Explaining garbage collection algorithms by keeping your fridge tidy
Learn some commonly-used GC algorithms, work to manage your leftovers.
In every place I’ve lived, I’ve had the same main responsibility: cleaning out the fridge. This life calling began around middle school and my skills developed in parallel with my ability to assemble a meal consisting only of leftover takeout and the last dregs from condiment jars. By the time I’d made it to college and begun advancing my study of computer science, this ability to conjure sustenance from unlikely combinations made the multi-day marathon stays in the laboratory sustainable (if less tasty). Plus, my living spaces were always pleasantly free of the refrigerator science experiment odors which plagued neighboring dorm kitchens, something which my roommates appreciated. Sure, the process of cleaning things out often got contentious — as mocked by George Carlin’s now famous skit, The Ice Box Man — but, on the macro level, it was mostly me just eating leftovers.
However, like all science geeks fascinated with how the world works, I eventually asked myself the question of “can I do this more efficiently?” and was pleased to find the answer: a resounding yes. In fact, cleaning out fridges provides an excellent metaphor for explaining the family of programming’s automatic memory management tools known as garbage collection.
What is garbage collection?
Unexplored by many who consider automatic memory management the purview of compiler implementors and language designers, garbage collection is the process by which a program’s unused memory gets automatically reclaimed. This can happen via either the environment (like the JVM) or by the language itself (like in Lisp). In contrast to programs written in languages like C and C++ — whose source code can often resemble a battleground of malloc, free, new and delete calls — garbage collected languages free programmers from such mundane chores as the allocation and reclamation of memory segments.
Just like a cook putting a dish in the refrigerator, programmers regularly stash values in data structures of various types. If you want to hold on to information during program execution, you need memory in which to store it.

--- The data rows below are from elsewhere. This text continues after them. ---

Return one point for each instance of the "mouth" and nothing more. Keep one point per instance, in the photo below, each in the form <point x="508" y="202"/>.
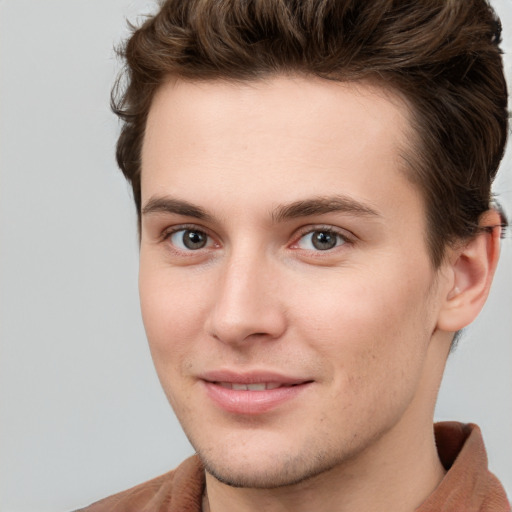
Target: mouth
<point x="254" y="393"/>
<point x="255" y="386"/>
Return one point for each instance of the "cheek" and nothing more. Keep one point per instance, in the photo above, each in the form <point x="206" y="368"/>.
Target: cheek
<point x="372" y="327"/>
<point x="171" y="314"/>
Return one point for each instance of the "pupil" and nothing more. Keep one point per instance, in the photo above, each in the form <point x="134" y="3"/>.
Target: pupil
<point x="194" y="239"/>
<point x="323" y="240"/>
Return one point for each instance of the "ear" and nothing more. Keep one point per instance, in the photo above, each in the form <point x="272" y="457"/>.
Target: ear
<point x="472" y="268"/>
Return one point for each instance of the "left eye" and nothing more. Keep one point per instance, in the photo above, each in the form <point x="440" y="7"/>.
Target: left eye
<point x="320" y="240"/>
<point x="189" y="239"/>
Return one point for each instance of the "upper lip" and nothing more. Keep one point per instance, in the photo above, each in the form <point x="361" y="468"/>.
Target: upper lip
<point x="251" y="377"/>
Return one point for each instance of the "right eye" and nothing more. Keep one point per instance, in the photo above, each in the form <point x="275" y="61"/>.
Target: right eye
<point x="190" y="239"/>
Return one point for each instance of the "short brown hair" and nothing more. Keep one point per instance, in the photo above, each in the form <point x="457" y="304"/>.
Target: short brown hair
<point x="443" y="56"/>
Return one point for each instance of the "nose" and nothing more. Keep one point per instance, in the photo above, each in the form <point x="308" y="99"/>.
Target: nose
<point x="247" y="305"/>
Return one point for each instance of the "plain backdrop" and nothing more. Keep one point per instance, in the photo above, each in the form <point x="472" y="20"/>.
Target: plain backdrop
<point x="82" y="412"/>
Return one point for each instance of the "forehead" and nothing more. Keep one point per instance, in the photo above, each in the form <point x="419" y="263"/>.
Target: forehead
<point x="275" y="139"/>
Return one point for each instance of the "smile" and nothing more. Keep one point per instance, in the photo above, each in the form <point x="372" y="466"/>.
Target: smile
<point x="253" y="393"/>
<point x="259" y="386"/>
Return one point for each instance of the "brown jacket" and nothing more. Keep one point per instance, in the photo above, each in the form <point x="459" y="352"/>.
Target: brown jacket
<point x="468" y="486"/>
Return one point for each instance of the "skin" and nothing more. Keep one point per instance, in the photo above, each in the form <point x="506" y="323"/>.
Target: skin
<point x="368" y="323"/>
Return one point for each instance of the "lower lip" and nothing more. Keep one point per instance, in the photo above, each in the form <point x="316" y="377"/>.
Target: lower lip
<point x="252" y="402"/>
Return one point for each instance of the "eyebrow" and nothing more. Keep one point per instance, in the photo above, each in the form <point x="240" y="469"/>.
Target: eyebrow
<point x="297" y="209"/>
<point x="322" y="205"/>
<point x="175" y="206"/>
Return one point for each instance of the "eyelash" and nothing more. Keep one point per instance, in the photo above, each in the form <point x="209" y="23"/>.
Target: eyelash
<point x="309" y="230"/>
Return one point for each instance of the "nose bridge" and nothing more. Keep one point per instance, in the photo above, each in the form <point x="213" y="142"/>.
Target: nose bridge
<point x="247" y="303"/>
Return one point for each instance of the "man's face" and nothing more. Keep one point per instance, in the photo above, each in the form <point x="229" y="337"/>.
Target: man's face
<point x="286" y="287"/>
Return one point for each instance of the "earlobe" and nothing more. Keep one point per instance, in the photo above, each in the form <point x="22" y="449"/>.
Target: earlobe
<point x="472" y="267"/>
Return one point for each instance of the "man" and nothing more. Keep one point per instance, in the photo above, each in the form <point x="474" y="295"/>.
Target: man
<point x="313" y="186"/>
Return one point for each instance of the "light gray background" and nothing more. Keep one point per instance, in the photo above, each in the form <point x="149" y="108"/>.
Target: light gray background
<point x="82" y="413"/>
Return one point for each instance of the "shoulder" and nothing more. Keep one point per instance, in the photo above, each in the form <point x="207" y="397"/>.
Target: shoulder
<point x="180" y="489"/>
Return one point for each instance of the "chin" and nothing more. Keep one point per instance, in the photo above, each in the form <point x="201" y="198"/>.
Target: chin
<point x="274" y="471"/>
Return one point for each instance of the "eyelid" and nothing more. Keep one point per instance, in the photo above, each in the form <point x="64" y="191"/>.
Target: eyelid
<point x="345" y="235"/>
<point x="171" y="230"/>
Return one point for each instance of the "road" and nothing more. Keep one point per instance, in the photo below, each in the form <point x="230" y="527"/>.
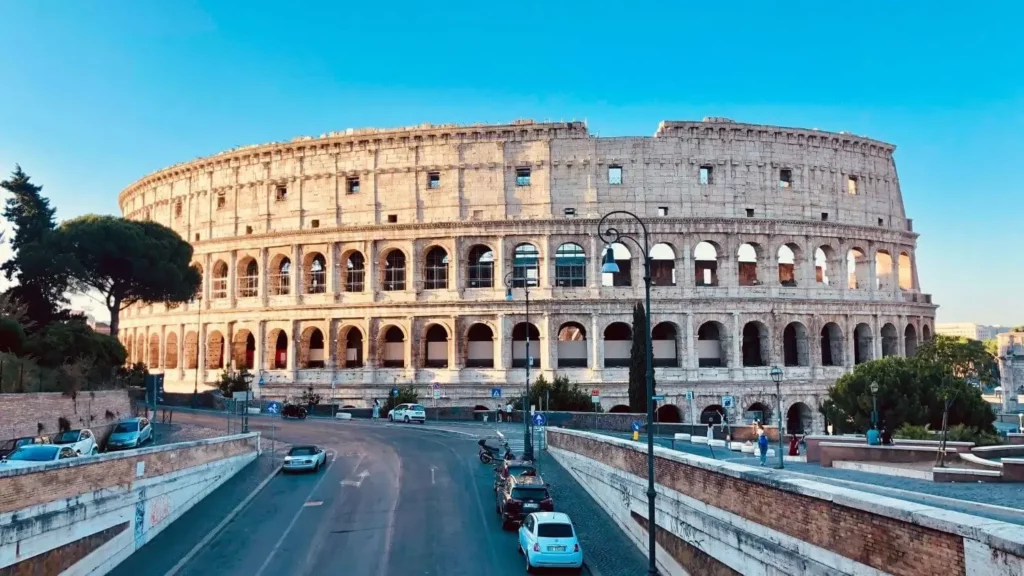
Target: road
<point x="394" y="499"/>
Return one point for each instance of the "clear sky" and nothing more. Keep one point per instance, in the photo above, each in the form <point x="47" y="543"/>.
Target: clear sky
<point x="96" y="94"/>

Once the program has a block of memory, the organization of data in the block itself — whether stored in a hash table, array, tree or some programmer-defined type — is immaterial. If managing memory manually, the program author takes responsibility for returning blocks of memory to the system when no longer needed. Failure to do so leads to memory leaks, situations wherein a program keeps gobbling up memory without giving any back. Programs which leak memory in this fashion run the very real risk of consuming all available memory and getting killed, usually with an Out Of Memory (OOM) error. Compare this with garbage collected memory wherein the collector will try to identify those regions of memory which the program will no longer use and return them to the system.
Kitchen as computer, refrigerator as memory
Following in computer science’s longstanding tradition of imperfect metaphors (a monad is like a burrito!), let us introduce the idea that, at a high enough level, both kitchens and computer share many operational semantics. A computer has an operating system kernel while a kitchen has a chef. A computer possesses hardware components (CPU, memory, hard disk, network interface) for computational tasks while a kitchen boasts a variety of appliances (stove, oven, freezer, blender) used for food preparation. As you might guess, we will draw a parallel between a cook’s usage of a refrigerator for food storage and a program’s usage of memory regions for storing data.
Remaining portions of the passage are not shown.